Another case study is that of the spread of diseases. So, in May 1982, a clinically healthy 8 year old female cheetah in the Cheetah breeding program at Wildlife Safari, Oregon in the United States developed Jaundice fever and diarrhoea. And because it was there in a Cheetah breeding program facility so, it was treated aggressively. So, even with aggressive therapy including diuretics antibiotics, vitamins, steroids, and post feeding, the animal died in a week.
So, we had a healthy looking cheetah that suddenly developed jaundice fever and diarrhoea and then died in a week. The diagnosis was feline infectious peritonitis caused by a corona virus. Now into this was in May 1982 and this is a viral disease. So, now by January 1983 all the cheetahs at the facility had developed antibodies and during the year over 90 percent showed sign of the disease and 18 animals died. So, when we say that there is an animal that is showing that has developed antibodies, it means that the virus has infected that animal because of which the immune system is not putting up a response to the virus. So, this response is in the form of antibodies.

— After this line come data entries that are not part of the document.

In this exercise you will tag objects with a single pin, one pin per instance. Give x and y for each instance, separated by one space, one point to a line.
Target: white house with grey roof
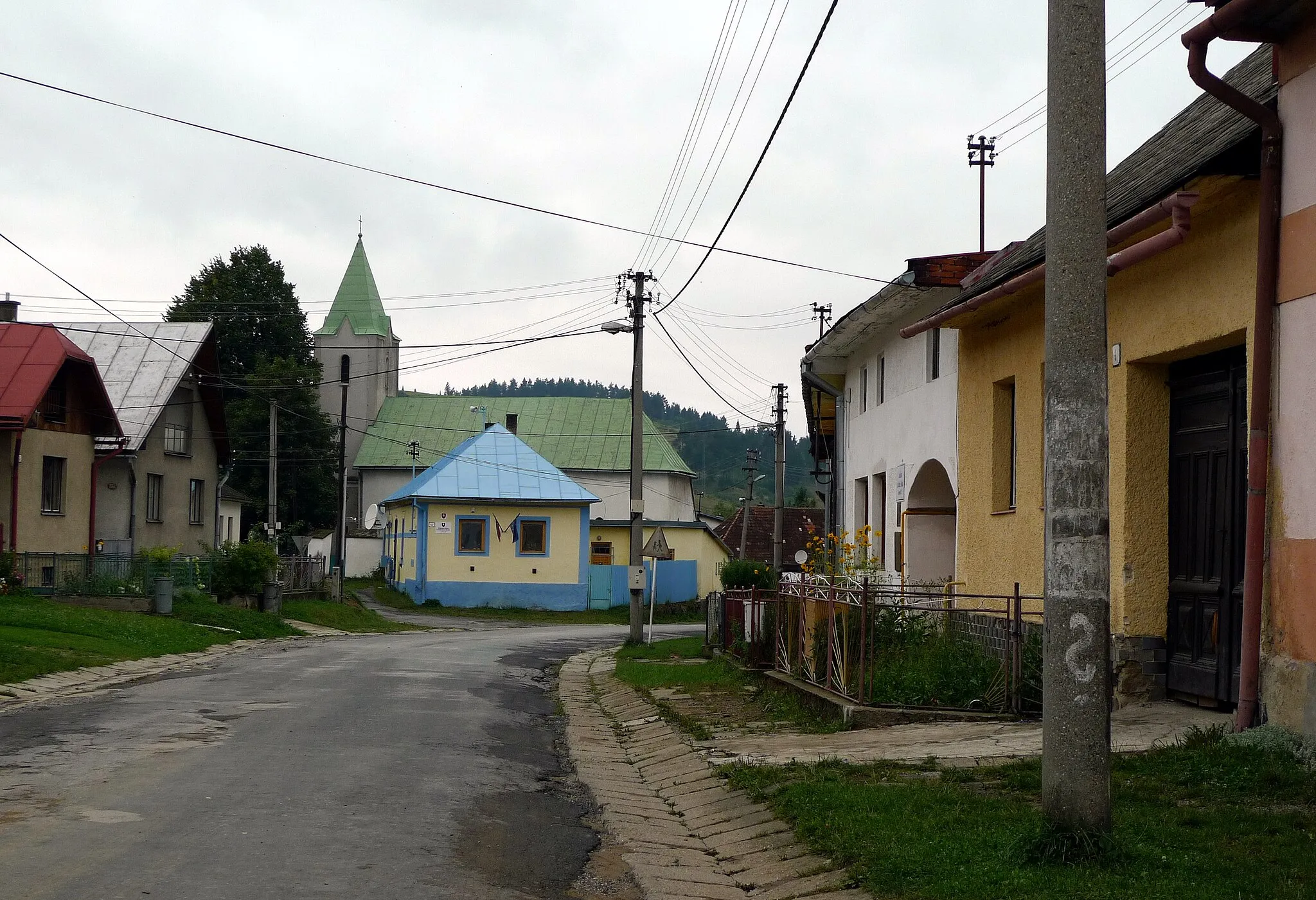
162 487
882 420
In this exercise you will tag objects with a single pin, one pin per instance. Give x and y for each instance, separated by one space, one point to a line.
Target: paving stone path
688 834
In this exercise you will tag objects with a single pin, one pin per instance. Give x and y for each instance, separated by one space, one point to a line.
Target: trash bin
272 597
163 595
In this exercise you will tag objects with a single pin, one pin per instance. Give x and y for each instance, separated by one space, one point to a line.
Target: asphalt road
416 765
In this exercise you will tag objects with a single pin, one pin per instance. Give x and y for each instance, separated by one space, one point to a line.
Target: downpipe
1264 325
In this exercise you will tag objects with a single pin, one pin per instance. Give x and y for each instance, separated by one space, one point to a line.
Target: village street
407 765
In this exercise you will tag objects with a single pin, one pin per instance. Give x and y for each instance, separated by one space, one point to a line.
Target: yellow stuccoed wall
1194 299
502 565
686 542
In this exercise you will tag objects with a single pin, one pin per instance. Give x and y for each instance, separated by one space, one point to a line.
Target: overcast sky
576 105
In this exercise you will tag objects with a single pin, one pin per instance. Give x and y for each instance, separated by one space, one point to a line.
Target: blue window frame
473 536
532 536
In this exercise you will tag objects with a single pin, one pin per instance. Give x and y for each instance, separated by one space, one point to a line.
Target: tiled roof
1165 162
31 357
574 433
798 525
359 301
141 365
494 465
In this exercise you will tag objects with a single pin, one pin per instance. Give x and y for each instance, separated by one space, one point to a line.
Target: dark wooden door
1209 481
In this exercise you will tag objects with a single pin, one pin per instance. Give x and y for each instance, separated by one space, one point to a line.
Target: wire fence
887 644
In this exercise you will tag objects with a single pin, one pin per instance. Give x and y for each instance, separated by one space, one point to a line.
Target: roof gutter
1264 324
1177 208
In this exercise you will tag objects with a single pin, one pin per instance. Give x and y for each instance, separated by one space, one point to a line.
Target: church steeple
359 301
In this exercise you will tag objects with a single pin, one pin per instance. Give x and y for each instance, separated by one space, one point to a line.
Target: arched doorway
929 527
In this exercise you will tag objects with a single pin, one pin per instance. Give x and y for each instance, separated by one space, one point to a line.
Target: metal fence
107 574
302 574
837 633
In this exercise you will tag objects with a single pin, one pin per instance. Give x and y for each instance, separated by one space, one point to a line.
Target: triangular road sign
657 545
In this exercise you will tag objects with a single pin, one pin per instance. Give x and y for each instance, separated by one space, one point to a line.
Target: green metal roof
573 433
359 301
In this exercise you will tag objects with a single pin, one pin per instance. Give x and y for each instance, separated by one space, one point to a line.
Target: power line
408 179
761 157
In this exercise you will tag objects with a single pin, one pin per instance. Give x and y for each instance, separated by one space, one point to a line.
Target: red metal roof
31 357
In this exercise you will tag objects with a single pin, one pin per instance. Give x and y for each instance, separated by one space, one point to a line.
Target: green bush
242 569
740 574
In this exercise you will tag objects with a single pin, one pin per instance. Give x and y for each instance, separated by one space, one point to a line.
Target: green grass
1209 820
39 637
664 615
344 616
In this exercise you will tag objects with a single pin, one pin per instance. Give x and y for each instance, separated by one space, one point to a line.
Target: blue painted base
501 595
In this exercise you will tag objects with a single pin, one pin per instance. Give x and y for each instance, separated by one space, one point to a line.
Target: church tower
357 330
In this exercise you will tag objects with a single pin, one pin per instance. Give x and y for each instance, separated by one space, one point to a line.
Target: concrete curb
686 834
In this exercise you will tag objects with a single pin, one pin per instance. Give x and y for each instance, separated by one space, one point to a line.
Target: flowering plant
841 554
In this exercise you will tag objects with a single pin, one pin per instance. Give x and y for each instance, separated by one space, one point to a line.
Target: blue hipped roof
494 465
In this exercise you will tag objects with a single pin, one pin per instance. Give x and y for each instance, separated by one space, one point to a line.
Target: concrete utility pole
271 515
781 479
637 455
751 469
340 545
986 150
1076 656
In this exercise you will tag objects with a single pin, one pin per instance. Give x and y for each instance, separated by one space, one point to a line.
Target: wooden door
1209 479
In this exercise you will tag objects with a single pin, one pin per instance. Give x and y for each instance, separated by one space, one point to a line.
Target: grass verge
671 613
342 616
1209 820
673 665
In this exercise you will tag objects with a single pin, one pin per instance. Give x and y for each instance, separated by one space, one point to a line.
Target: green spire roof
359 301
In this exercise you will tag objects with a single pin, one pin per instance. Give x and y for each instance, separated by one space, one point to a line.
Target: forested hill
711 445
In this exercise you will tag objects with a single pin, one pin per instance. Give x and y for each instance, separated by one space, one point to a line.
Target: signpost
655 548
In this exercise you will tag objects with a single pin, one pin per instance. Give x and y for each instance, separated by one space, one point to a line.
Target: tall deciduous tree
266 353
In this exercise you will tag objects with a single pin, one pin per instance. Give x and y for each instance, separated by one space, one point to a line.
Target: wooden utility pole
986 150
271 515
637 455
751 468
340 545
1076 653
778 508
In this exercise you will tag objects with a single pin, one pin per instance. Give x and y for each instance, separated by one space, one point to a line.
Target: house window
197 502
178 424
154 498
54 405
1004 469
53 484
533 537
473 534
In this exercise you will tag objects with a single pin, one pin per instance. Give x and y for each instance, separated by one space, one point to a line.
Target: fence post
864 644
1017 651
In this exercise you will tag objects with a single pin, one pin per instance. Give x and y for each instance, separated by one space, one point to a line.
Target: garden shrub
742 574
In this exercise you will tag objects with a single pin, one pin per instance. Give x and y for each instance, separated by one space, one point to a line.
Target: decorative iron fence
107 574
886 644
302 574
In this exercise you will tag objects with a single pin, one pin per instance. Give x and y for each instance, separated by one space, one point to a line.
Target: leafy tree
708 444
267 355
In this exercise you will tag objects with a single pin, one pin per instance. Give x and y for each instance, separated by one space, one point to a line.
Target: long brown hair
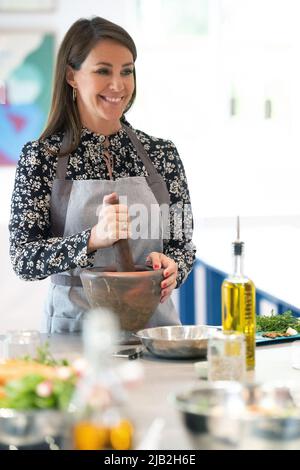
79 40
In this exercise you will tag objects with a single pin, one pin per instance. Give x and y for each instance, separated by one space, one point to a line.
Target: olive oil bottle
238 302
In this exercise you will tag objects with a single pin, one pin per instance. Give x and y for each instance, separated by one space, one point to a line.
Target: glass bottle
238 302
98 403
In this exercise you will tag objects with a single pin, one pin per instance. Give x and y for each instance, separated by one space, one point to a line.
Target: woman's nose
116 83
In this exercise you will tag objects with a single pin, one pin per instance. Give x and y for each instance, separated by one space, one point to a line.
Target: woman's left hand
158 261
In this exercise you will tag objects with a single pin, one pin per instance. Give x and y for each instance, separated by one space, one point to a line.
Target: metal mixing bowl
34 429
177 342
229 415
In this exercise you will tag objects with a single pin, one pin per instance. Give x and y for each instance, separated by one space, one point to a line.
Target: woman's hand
113 224
158 261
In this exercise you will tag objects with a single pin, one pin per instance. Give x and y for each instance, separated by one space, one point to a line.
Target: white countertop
151 399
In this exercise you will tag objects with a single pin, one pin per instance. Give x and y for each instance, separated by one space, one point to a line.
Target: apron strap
155 181
61 167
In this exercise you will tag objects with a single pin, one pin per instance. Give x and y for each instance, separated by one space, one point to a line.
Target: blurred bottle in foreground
98 405
238 302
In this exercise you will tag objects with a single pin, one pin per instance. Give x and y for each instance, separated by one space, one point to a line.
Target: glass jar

So, in say, around seven months we saw that all the cheetahs in the facility had been infected by the virus and in the year over 90 percent of these started showing signs of the disease and 18 animals died out. That is a very high level of mortality. Now if you have a high level of mortality there could be a number of reasons the most common reason is that we have a virus, that is extremely virulent and that has a very high level of lethality. So, this is something that we had discussed before whenever we are talking about a pathogen, we are looking at it is virulence we are looking at its lethality. Now in this situation, we could have a virus that had a very high level of virulence, a very high level of infectivity. So, infectivity which mean that it infects all the other animals. Virulence means that it shows signs of a disease that has a level of severity and then it also has a very high level of lethality because of which a number of animals are died out.

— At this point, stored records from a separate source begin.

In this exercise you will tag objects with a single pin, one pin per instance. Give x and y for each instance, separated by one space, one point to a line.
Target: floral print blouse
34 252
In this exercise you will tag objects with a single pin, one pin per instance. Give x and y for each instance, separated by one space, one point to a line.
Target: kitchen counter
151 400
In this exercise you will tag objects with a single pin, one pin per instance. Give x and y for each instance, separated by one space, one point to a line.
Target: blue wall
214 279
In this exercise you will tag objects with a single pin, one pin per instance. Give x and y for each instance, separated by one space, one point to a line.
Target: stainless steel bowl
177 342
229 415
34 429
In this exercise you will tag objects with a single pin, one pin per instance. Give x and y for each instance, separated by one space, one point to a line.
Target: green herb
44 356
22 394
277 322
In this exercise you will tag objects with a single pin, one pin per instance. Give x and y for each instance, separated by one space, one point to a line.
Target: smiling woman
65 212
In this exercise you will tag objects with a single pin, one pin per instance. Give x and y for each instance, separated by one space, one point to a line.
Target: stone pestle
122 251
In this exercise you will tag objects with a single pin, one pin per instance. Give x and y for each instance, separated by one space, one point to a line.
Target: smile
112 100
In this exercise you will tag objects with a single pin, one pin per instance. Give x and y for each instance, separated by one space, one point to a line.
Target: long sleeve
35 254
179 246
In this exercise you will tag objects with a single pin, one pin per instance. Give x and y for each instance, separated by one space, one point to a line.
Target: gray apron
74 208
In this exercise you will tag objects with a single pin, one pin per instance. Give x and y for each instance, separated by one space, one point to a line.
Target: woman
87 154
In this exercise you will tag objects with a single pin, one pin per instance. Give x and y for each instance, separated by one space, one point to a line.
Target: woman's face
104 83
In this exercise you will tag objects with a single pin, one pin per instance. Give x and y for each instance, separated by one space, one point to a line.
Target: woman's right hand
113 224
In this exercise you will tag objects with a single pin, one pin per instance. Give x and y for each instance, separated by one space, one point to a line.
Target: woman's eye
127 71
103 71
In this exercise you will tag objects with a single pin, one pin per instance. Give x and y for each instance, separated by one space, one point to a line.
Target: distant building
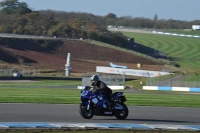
195 27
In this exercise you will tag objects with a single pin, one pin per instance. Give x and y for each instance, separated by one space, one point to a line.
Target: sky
187 10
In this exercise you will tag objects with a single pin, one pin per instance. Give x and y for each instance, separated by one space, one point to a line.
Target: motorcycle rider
98 85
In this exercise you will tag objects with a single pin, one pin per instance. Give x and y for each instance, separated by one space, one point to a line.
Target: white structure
67 66
195 27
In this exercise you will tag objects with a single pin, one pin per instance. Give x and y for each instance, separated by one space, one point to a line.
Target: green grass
88 131
182 50
181 31
56 95
42 83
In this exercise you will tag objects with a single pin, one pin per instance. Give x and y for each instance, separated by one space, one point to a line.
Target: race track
69 114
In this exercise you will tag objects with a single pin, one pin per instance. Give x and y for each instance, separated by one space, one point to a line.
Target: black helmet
94 79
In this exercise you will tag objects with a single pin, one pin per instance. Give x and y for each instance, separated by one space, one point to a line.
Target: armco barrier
174 34
37 125
168 88
111 87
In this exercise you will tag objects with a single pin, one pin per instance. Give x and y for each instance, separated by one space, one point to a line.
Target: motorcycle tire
84 113
121 114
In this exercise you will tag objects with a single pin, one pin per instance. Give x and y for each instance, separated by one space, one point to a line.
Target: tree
13 6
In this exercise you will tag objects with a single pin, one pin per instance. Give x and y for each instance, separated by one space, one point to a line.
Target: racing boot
98 109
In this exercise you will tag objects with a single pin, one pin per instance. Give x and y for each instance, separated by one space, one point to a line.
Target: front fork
89 104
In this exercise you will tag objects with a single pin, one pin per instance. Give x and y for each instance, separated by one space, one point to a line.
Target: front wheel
121 113
87 114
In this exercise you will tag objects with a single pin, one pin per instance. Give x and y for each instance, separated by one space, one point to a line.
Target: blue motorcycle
91 101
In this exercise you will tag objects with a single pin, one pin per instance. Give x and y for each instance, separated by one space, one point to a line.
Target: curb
25 125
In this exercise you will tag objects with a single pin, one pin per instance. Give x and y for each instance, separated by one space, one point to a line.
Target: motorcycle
90 102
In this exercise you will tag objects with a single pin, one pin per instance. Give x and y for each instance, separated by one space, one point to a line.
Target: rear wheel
121 113
87 114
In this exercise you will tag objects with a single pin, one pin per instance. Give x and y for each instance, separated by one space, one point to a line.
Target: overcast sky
165 9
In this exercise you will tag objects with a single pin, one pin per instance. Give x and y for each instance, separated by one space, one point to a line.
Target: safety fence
20 73
175 80
109 79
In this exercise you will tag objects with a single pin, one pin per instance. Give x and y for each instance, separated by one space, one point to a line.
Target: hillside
51 55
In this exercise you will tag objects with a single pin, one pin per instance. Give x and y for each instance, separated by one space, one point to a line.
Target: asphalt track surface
68 113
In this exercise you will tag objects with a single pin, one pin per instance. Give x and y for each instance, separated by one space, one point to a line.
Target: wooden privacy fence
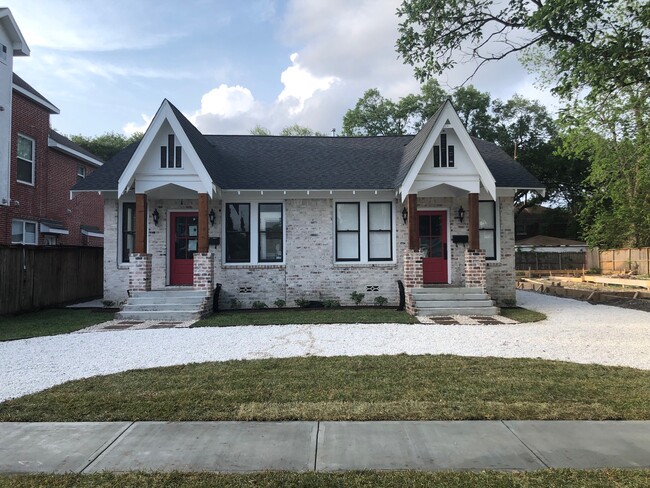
534 260
37 277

But if you look at some other evidences from this area then because this was already a facility so, the scientist took out fluid and tissue samples from the diseased animal and then injected them into kittens experimentally.

(Refer Slide Time: 32:04)

So, if this virus was a virus that had a very high level of infectivity virulence and lethality, then the kitten should also have died because they are also closely related to the cheetahs they belong to the same feline family, but in this case these kittens did not get the disease.

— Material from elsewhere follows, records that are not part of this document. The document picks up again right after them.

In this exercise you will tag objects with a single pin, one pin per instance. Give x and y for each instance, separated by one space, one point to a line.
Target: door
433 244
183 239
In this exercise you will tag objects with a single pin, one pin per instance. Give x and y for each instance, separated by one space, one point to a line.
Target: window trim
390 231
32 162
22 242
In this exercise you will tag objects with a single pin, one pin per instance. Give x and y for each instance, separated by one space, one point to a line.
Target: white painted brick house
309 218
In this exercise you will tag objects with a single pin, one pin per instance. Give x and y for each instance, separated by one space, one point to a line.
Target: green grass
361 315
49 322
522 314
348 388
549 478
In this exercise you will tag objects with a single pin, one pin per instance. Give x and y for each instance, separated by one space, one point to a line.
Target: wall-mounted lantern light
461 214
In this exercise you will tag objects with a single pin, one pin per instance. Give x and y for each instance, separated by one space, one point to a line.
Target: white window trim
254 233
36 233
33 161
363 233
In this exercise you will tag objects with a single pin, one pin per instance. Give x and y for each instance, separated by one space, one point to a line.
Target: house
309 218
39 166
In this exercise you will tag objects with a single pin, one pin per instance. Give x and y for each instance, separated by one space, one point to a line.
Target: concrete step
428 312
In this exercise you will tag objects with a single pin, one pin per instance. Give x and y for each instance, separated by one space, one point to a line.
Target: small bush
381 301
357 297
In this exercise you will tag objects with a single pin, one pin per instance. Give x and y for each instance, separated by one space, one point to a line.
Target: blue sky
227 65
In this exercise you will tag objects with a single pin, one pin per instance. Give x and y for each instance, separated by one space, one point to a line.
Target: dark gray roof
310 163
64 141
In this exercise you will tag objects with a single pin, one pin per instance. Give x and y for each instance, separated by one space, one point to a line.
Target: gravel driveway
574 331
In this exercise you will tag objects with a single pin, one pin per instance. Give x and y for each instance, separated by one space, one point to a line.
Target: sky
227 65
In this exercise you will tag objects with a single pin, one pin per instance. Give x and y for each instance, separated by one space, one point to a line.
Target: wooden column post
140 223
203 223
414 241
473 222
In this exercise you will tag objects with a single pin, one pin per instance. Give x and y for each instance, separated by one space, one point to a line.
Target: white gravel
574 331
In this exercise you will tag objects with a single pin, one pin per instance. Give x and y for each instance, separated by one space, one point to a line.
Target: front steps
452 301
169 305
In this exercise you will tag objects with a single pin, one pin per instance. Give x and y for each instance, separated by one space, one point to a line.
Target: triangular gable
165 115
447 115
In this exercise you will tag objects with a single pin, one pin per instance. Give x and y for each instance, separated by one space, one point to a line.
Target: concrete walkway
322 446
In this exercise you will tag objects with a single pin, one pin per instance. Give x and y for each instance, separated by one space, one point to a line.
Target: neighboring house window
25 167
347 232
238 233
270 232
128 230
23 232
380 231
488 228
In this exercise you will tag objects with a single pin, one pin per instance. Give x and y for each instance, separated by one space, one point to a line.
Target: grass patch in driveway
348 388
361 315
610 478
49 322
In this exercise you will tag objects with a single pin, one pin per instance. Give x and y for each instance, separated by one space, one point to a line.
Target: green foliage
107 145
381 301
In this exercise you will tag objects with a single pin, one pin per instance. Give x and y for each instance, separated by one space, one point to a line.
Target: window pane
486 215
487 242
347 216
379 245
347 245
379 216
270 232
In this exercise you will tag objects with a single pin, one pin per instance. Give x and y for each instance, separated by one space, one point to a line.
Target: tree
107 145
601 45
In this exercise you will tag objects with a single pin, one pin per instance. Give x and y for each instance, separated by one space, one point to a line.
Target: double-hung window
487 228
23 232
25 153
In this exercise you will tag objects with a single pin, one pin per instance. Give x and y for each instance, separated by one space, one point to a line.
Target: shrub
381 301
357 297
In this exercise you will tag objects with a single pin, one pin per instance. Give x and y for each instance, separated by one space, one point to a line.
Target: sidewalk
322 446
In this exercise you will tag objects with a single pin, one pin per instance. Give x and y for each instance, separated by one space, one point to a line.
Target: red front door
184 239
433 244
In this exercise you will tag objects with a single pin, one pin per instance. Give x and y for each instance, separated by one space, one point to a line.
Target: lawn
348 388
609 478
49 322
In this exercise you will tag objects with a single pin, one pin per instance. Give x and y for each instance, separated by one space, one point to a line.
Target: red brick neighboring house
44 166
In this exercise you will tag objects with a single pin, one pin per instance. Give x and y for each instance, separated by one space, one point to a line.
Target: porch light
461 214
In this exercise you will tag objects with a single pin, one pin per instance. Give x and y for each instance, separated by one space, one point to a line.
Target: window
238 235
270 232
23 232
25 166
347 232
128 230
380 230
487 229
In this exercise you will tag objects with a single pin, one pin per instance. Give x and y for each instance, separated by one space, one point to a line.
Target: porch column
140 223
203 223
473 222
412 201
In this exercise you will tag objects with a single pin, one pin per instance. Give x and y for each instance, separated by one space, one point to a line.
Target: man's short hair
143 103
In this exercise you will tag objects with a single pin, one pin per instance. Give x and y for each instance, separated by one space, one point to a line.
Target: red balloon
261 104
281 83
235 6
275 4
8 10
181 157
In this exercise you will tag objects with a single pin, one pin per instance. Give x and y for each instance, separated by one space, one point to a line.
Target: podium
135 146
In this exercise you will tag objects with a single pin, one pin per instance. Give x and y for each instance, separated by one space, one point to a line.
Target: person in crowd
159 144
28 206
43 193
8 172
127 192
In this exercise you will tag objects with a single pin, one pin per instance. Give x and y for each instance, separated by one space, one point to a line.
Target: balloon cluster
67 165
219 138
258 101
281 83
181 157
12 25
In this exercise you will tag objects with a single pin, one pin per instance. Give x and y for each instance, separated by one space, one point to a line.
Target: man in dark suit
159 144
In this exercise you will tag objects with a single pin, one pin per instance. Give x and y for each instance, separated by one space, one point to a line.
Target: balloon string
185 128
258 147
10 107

So, this virus was not able to infect these kittens and when we are talking about kittens they already have a very small age. So, they are extremely young and we scientist is use kittens because very young animals and very old animals have higher susceptibility to be infected by the disease, but still it did not produce disease in the kittens. Also 10 African lions in the same facility did not develop signs of the disease.
So, lions are also members of the cat family and they were also in the same facility, but they also did not develop any signs of the disease. So, then it was figured out that the cheetahs, that were there in the facility, did not have a significant variation in the Major Histocompatibility Complex genetic makeup and all showed the same response to the virus. The major histocompatibility complex is a set of cells surface proteins that recognise foreign molecules and with little variation in the MHC genetic makeup the cheetahs immune system could not recognise many pathogens as foreign molecules. (Refer Slide Time: 33:38)

So, what was happening in this case is that, when you have a virus inside the body, you have an immune response that the disease gets treated by itself. Now when we talk about the immune response then this response could be against any new organism that has come into the body.